The decision endorses a recommendation made to the White House last month by the National Highway Traffic Safety Administration. The requirement, covering sport-utility vehicles, minivans and pickup trucks, will begin with the 2005 model year and increase the average standard for such trucks to 22.2 miles per gallon in the 2007 model year. Democrats and environmentalists criticized the increase as too small, while Transportation Secretary Norman Y. Mineta, who oversees NHTSA, said it will save 2.5 billion gallons of gasoline.
The standards, known as corporate average fuel economy or CAFE, have not been raised since 1996. The average standard for other passenger cars is 27.5 miles per gallon across a manufacturer's product line. The change will take effect after a 60-day comment period.
Sen. John F. Kerry (Mass.), an aspiring Democratic presidential candidate, yesterday called the administration's decision "an insult" and "a sham" and said it would save "less than 3 percent of the oil we already import from Iraq." Kerry and Sen. John McCain (R-Ariz.) had proposed increasing overall standards to 35 mpg by 2015, but the legislation was opposed by the Bush administration and defeated.
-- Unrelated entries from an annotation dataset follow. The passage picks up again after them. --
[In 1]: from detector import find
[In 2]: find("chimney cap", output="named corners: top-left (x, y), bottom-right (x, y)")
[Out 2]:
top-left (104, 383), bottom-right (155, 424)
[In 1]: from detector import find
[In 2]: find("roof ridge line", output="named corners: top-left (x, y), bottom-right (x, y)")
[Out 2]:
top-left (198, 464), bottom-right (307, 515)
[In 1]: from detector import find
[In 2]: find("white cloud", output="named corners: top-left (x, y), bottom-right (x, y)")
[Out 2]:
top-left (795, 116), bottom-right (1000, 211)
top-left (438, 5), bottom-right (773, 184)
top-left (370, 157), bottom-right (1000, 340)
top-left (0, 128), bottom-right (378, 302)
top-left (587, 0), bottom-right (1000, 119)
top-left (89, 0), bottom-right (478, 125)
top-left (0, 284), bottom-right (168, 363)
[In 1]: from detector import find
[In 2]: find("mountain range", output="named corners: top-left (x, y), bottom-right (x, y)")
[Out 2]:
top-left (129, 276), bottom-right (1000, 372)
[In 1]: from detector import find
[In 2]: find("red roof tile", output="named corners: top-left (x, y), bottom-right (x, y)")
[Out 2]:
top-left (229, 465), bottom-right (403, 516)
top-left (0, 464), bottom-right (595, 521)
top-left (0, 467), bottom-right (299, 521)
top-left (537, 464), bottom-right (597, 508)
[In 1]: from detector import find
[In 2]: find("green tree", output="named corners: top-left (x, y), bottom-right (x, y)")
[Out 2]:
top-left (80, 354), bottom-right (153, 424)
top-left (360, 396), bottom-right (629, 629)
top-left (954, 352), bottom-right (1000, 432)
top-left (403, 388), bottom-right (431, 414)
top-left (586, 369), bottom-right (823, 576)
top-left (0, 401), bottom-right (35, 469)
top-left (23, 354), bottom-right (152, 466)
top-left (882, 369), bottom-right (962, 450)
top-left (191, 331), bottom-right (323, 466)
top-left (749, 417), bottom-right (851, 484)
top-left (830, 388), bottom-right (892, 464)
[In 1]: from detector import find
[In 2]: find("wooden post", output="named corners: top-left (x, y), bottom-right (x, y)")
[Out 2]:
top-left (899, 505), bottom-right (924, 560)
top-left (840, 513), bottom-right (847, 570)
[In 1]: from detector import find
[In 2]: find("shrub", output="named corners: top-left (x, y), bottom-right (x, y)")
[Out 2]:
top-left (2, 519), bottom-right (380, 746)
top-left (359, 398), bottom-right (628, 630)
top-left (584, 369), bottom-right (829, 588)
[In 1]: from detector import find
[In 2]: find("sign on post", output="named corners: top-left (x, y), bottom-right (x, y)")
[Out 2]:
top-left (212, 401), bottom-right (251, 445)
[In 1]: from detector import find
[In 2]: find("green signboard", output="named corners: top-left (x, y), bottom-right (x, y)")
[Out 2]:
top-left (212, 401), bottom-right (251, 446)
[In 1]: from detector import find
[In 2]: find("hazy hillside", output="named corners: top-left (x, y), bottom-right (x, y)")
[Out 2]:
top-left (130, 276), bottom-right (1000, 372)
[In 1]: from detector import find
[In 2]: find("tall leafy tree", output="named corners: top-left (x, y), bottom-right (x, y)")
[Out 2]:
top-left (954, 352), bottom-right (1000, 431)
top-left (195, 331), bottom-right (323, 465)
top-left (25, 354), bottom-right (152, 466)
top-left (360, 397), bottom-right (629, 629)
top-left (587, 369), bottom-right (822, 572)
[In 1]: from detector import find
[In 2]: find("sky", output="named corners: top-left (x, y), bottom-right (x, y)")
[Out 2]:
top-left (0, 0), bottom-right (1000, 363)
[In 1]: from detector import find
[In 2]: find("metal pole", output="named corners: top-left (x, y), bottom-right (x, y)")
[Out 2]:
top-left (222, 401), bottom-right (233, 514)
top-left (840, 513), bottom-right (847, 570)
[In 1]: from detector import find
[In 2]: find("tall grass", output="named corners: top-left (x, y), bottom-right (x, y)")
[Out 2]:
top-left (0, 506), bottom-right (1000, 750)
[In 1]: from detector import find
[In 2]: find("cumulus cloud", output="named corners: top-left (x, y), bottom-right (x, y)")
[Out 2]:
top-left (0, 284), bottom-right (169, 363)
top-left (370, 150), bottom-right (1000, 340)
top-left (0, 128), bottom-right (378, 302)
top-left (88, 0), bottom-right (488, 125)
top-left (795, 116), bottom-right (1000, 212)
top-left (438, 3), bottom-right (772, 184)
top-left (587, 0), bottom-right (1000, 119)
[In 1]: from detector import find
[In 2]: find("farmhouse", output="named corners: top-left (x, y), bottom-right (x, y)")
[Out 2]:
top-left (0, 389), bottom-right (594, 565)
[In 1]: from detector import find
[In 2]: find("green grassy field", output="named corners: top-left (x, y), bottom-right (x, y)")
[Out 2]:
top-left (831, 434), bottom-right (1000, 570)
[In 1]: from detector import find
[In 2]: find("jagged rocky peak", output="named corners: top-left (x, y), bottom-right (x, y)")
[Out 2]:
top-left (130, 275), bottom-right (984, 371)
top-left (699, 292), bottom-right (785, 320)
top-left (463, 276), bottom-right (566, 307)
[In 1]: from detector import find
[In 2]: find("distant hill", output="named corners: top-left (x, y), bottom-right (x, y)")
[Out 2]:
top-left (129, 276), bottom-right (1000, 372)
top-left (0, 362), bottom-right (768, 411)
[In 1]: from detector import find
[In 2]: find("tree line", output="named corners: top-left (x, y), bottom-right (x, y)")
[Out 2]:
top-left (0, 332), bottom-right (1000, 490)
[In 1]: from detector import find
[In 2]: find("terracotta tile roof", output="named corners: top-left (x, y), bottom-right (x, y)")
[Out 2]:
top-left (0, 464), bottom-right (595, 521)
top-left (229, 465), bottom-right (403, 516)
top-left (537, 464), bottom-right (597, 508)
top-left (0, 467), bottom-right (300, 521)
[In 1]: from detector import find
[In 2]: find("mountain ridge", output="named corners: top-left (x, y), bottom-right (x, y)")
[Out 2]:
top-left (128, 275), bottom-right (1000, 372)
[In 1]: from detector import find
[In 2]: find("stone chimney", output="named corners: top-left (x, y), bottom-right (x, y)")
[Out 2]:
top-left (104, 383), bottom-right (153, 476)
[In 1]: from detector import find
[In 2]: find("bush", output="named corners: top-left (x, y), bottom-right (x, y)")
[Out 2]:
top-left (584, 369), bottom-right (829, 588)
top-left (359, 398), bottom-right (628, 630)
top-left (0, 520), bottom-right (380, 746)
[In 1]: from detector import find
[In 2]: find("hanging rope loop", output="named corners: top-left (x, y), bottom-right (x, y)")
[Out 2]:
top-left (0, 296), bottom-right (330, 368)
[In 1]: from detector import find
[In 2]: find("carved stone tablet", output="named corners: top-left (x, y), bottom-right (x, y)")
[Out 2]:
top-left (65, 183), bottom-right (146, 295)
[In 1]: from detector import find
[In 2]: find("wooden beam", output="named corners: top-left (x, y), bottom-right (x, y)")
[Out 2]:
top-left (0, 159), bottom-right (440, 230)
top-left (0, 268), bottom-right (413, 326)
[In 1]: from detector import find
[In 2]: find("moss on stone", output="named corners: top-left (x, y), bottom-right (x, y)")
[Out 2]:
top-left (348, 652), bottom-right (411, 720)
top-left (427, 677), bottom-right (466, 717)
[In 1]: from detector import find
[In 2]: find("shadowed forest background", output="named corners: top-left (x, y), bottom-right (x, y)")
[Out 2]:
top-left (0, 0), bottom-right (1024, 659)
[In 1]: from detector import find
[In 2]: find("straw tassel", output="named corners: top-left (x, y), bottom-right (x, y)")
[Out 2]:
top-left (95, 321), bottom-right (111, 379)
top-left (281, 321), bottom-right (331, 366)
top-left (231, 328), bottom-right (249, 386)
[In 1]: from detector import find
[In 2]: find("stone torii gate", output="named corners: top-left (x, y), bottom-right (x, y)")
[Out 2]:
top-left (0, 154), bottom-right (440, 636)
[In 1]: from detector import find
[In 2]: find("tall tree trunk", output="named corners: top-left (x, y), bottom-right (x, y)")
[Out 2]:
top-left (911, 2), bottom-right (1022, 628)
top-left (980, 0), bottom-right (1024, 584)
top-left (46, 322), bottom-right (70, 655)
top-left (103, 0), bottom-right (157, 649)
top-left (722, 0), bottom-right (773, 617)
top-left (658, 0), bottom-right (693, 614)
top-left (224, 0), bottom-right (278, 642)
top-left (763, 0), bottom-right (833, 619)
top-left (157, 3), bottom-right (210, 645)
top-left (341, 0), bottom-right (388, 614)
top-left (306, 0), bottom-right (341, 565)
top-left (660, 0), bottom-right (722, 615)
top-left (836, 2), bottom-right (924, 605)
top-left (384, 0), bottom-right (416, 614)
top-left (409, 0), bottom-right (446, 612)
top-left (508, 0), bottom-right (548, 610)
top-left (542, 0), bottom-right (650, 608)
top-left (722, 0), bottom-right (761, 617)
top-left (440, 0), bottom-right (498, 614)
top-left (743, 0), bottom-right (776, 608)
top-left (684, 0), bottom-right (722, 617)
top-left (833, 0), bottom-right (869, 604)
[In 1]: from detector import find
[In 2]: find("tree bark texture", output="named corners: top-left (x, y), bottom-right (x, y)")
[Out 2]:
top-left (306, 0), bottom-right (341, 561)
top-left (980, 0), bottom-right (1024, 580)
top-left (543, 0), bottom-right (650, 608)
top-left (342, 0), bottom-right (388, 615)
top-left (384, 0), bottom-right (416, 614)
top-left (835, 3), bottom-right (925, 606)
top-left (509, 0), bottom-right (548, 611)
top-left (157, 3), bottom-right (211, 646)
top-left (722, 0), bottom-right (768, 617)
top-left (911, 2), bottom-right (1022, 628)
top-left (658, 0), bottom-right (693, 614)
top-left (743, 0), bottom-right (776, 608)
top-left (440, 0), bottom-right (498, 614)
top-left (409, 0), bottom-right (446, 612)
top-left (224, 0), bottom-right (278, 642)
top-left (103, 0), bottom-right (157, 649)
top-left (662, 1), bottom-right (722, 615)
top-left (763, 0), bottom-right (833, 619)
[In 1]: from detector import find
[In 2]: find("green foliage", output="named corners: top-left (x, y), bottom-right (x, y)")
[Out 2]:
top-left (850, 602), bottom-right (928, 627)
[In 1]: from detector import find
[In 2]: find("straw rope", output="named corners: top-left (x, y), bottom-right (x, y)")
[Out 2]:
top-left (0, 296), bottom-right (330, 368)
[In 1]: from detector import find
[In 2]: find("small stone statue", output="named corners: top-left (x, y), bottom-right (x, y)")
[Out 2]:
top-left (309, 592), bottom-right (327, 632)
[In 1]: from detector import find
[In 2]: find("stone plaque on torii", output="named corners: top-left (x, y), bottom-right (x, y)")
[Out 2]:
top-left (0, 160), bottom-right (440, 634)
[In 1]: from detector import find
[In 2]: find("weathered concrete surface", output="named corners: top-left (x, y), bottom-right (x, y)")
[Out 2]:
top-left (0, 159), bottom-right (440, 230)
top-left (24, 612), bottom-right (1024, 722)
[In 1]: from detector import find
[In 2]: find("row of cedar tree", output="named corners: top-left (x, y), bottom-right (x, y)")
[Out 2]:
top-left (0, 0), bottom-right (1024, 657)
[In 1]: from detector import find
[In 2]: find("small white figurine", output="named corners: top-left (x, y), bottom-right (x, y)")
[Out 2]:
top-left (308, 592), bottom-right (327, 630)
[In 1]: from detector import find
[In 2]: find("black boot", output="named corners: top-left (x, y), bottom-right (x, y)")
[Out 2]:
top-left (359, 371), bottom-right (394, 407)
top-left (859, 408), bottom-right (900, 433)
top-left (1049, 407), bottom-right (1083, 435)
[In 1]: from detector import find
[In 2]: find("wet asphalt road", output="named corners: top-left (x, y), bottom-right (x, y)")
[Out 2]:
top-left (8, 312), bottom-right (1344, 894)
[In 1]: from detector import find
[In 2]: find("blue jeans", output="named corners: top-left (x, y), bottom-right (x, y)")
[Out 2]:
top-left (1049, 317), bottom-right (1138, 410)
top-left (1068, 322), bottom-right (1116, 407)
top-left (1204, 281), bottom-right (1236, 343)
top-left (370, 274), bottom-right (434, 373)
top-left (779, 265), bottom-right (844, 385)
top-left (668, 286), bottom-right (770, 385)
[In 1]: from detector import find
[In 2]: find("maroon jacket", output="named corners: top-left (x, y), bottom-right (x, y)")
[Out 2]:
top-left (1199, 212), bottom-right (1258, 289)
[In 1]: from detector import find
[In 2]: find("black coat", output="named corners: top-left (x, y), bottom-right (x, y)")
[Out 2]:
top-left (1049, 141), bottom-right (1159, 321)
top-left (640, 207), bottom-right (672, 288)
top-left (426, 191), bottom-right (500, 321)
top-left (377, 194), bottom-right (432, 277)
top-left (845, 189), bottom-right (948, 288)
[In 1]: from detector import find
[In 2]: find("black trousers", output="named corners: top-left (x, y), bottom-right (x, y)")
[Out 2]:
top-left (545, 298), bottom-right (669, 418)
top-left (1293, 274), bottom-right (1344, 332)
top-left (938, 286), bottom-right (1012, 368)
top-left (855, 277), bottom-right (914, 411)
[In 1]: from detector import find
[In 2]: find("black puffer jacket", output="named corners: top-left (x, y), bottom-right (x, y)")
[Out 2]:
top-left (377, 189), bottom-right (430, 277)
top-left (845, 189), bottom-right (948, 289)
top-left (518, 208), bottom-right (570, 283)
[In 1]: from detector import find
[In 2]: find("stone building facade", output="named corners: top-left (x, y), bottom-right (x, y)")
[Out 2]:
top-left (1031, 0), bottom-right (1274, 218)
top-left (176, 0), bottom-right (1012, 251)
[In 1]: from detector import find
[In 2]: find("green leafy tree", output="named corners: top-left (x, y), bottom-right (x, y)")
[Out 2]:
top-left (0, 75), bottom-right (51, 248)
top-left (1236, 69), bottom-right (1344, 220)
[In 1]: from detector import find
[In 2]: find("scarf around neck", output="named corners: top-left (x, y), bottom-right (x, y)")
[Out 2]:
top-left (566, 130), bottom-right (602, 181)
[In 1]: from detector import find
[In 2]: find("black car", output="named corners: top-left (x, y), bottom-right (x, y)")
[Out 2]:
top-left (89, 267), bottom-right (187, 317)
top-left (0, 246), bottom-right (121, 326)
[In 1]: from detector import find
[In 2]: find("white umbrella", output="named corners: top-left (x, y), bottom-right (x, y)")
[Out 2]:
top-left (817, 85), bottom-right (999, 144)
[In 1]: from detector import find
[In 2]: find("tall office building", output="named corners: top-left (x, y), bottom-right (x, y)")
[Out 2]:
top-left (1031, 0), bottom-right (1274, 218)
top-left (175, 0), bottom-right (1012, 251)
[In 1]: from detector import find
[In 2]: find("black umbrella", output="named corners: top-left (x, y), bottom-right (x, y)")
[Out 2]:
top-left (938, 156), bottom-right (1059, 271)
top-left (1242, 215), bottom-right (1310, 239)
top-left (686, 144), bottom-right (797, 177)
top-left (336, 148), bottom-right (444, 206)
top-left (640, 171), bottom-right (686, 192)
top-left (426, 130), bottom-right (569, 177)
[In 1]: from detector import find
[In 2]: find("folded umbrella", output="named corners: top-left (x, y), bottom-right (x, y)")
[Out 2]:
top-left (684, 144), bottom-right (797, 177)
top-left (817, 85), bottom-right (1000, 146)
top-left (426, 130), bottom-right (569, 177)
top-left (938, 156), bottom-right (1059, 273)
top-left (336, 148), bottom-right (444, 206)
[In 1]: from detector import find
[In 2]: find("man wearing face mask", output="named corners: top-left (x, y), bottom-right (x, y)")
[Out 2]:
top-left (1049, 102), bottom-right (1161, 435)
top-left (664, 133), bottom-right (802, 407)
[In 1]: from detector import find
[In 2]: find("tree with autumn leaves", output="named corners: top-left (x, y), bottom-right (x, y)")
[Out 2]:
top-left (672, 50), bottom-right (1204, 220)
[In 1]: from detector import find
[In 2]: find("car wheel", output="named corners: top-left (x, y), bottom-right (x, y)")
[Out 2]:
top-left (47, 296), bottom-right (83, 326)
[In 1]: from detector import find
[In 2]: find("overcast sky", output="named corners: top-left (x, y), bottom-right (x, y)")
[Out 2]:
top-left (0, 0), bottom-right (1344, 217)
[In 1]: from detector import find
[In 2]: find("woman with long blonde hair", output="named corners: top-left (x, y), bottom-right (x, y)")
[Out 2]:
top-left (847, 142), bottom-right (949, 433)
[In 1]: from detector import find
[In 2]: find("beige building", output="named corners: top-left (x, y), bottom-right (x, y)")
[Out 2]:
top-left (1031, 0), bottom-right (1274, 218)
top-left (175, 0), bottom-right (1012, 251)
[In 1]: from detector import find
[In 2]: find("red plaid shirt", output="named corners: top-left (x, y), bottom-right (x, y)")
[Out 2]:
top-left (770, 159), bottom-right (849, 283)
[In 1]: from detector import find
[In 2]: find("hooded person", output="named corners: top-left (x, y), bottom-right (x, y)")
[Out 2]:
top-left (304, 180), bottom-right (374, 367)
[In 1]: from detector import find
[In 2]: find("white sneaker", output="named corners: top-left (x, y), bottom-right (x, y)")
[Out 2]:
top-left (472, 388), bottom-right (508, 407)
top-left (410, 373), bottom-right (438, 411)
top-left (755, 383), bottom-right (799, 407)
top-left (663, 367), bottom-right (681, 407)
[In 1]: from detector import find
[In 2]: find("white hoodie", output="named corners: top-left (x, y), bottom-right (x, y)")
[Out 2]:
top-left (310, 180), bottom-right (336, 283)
"Automakers have the technology to do much more than the administration's proposal asks, and much stronger action is urgently needed," said Kevin Mills, director of Environmental Defense's Pollution Prevention Alliance.
Congress established the CAFE targets for cars and trucks in 1975 in response to the Arab oil embargo. But the auto industry has increasingly resisted the CAFE system because of consumer demand for larger, more powerful vehicles that generate huge profits for the industry.
The Alliance of Automobile Manufacturers said yesterday that "this proposal represents a significant challenge." The group warned that fuel-efficient vehicles "do not always meet consumer demand."
Congress has routinely imposed a freeze on CAFE rulemaking. But at the behest of the Bush administration, Congress late last year lifted the freeze, enabling the National Highway Traffic Safety Administration to develop the latest proposal.
A senior administration official said the increase was part of a more comprehensive approach to innovation in transportation technology. Other components of the strategy include research and development, tax incentives and infrastructure planning for a hydrogen-based transportation system.
The official said the administration will also continue to advocate legislative reforms of the CAFE program as outlined in a recent National Academy of Sciences report, especially a market-based, credit trading system coupled with weight- or size-based CAFE standards.
Paul R. Portney, a senior fellow at the Resources for the Future think tank who headed the National Academy of Sciences study, said that while the proposed increase in the mileage standard may seem small to some, it is "an aggressive move" because it will force auto manufacturers and their suppliers to make significant changes in engine designs for the next three model years with little lead time.